Anton Kern Gallery (21st Street Annex)
558 West 21st Street, 212-367-9663
Chelsea
December 6 - December 22, 2006
Reception: Wednesday, December 13, 6 - 8 PM
Web Site


Curated by Erin Somerville

Attic comprises a loose smattering of friends and allies; Brian Clifton, Kate Levant, Jeffrey P. Porterfield, Joshua Smith, Mike Smith and Ned Vena- a collection of artists who each work across a wide array of mediums. Installed a floor above John Bock’s reconfiguring of his recent exhibition, Mit schisslaveng at a temporary annex, Attic takes advantage of the dilapidated space it is in to assemble an exhibition of six diverse and interesting young artists.

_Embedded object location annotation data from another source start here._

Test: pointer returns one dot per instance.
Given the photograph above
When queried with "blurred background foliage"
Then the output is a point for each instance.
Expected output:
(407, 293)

Brian Clifton, meanders his interest in the thick and heady subjects of science and mathematics headlong into a fantastic faith in the beautiful and sublime. In Clifton’s book, The Meaning Field, published for this occasion, he uses an assemblage of research to substantiate his presentation of the space itself as a literal black hole. If one chooses to believe Clifton’s proposition then the distortion in what he refers to as “an individual’s given Meaning Field” presents limitless potential for the viewer – or an extreme optimism in the present.

A lived experience with an especially tactile, aesthetic physicality – Kate Levant’s site-specific sculptures (often consisting of assemblaged found objects and constructed environments) bear the residue of the familiar, while bringing into proximity a muddled or obtuse encounter with the off-kilter. A strange place, a fading memory, a name on the tip of the tongue – Levant runs interference between the recognizable and the confused, an enticing, if daunting, tip-toing between the two.

Salvaged or cheap wood reworked into a beaming wall-mounted sculpture or a painted toothy grin applied to a reproduction of an old master painting – Jeffrey P. Porterfield might be thought of as an eraser of stable definitions. Sullying reproductions of historic artworks, or sullying the history of his own work and keepsakes, Porterfield pushes origins and orientations into surreal humor and casual displacements through blobby paint, or haphazard screwdriving.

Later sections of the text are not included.